Mysql – How to identify InnoDB table corruption

innodbMySQLpercona-server

I have some tables that are partitioned and have several indexes on a replicated slave. After copying the snap shot (verified safe) to a new slave and upgrading mysqld from 5.1.42 to 5.5.15 and restarting replication, I'm getting InnoDB crashes with the error message "Invalid pointer …"

These errors have happened across 2 servers with different hardware and O/S. After running:

ALTER TABLE .... COALESCE PARTION n;

the problem goes away for that table.

My question is larger in scope, though, and that is "How do you identify InnoDB table corruption?" or rephrased "How do you assess InnoDB table health?" Is "CHECK TABLE" the only tool available to identify problems pre-crash?

Not sure if it matters, but the crashes occurred running:
Version: '5.5.15-55-log' socket: '/opt/mysql.sock' port: 3306 Percona Server (GPL), Release rel21.0, Revision 158

Best Answer

Morgan gives a hint in his comment that InnoDB is constantly checking for corrupted pages by doing checksums on the pages it reads. If InnoDB finds a checksum mismatch, it will crash stop the server.

If you want to speed that process up (instead of waiting for InnoDB to read the corrupted page), you can use innochecksum:

Because checksum mismatches will cause InnoDB to deliberately shut down a running server, it can be preferable to use this tool rather than waiting for a server in production usage to encounter the damaged pages.

An interesting caveat:

innochecksum cannot be used on tablespace files that the server already has open. For such files, you should use CHECK TABLE to check tables within the tablespace.
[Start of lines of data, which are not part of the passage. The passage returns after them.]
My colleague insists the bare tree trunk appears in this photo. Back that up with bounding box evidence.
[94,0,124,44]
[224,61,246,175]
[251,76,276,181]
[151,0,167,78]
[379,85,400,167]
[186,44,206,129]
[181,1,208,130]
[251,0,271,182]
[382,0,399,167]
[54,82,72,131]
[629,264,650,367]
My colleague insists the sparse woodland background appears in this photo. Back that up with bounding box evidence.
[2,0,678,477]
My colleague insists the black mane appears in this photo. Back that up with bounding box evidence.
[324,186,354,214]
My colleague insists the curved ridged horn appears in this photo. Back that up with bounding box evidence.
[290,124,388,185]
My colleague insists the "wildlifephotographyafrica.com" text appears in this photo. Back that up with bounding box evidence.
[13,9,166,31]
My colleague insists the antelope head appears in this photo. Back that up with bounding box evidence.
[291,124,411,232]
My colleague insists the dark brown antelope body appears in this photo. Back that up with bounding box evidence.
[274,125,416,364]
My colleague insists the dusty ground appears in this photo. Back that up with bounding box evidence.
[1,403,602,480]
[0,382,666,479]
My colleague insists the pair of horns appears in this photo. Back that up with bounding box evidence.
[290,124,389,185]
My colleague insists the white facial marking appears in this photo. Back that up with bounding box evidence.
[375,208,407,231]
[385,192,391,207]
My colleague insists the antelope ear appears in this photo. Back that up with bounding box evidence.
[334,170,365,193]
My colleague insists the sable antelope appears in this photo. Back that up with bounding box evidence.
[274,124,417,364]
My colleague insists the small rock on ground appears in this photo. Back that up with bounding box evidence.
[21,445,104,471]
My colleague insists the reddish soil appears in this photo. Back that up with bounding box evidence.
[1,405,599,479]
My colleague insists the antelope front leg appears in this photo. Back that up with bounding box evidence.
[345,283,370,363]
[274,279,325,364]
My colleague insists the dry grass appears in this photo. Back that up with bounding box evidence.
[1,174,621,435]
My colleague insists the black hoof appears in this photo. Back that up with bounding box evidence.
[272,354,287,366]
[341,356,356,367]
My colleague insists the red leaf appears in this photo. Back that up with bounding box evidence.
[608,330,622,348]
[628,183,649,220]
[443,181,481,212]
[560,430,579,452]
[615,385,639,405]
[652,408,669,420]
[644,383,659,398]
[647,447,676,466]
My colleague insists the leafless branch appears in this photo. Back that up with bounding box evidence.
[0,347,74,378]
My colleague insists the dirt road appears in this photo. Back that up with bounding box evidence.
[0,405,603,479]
So yes, for an online table CHECK TABLE is probably the tool (or as pointed out in another answer mysqlcheck if you want to do more than a single database at a time.)
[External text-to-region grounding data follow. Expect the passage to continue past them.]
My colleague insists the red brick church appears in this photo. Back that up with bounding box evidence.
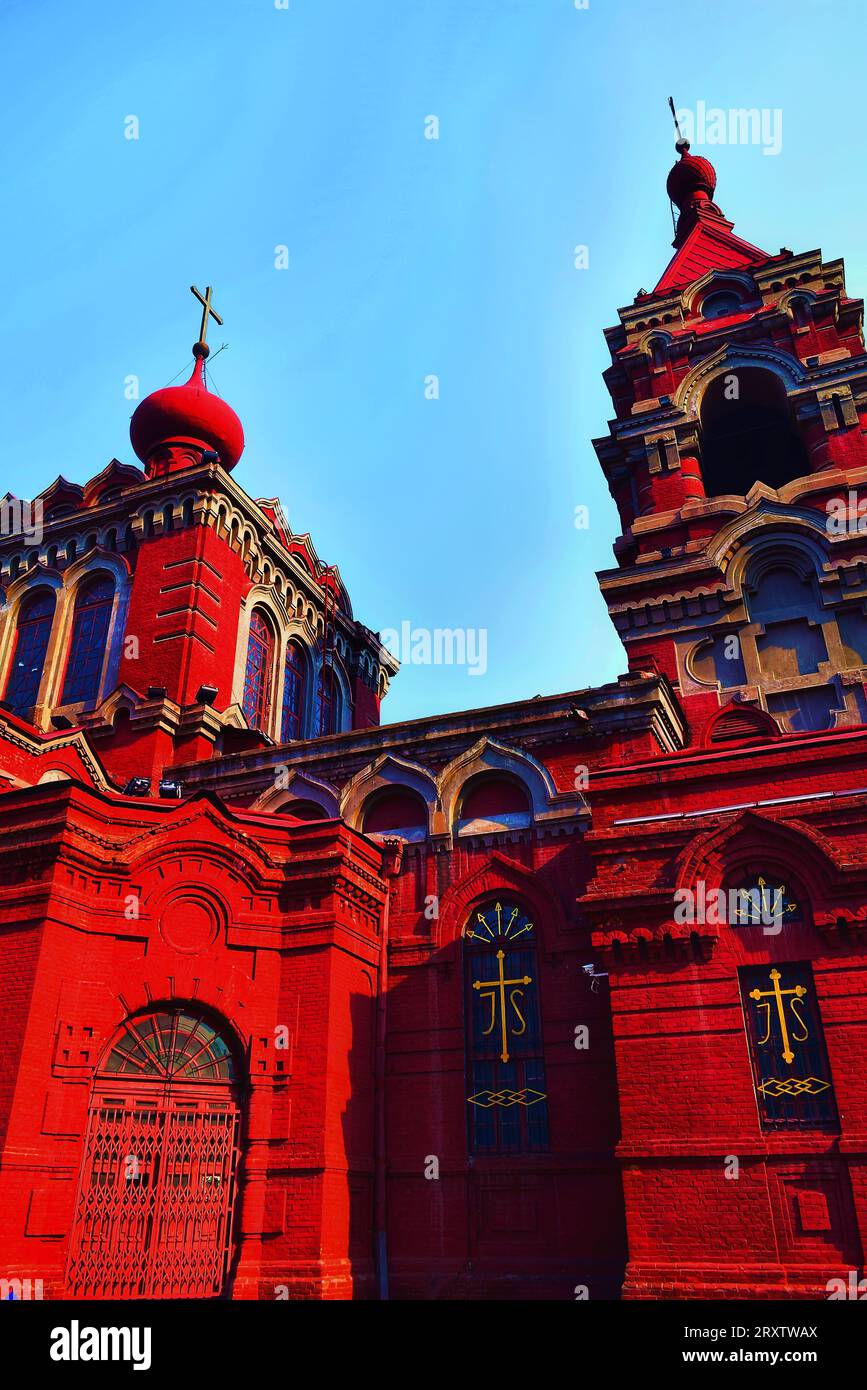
[2,140,867,1301]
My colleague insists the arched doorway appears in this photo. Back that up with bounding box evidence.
[66,1007,243,1299]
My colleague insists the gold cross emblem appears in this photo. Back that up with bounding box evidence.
[190,284,224,351]
[473,949,532,1063]
[749,968,808,1065]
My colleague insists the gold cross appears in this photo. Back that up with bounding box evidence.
[473,949,532,1063]
[190,285,224,349]
[749,968,807,1065]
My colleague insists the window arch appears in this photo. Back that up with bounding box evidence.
[699,367,809,497]
[464,900,549,1154]
[242,609,274,730]
[4,588,56,715]
[60,574,114,705]
[281,640,306,741]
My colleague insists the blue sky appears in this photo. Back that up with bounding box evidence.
[2,0,866,724]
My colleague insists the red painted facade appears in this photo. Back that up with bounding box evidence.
[2,147,867,1300]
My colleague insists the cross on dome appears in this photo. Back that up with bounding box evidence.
[129,285,244,476]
If you can shut down your database you can force it the checksums using innochecksum

Anecdotal: On a innodb tablespace of 29GB (with innodb_file_per_table=1), this script took about 2 Minutes

#!/bin/bash
for i in $(ls /var/lib/mysql/*/*.ibd)
do
  innochecksum -v $i
done

As a bonus, though, since you are running Percona, they implemented a new method for fast innodb checksum. I've never used it, but it might speed up the process.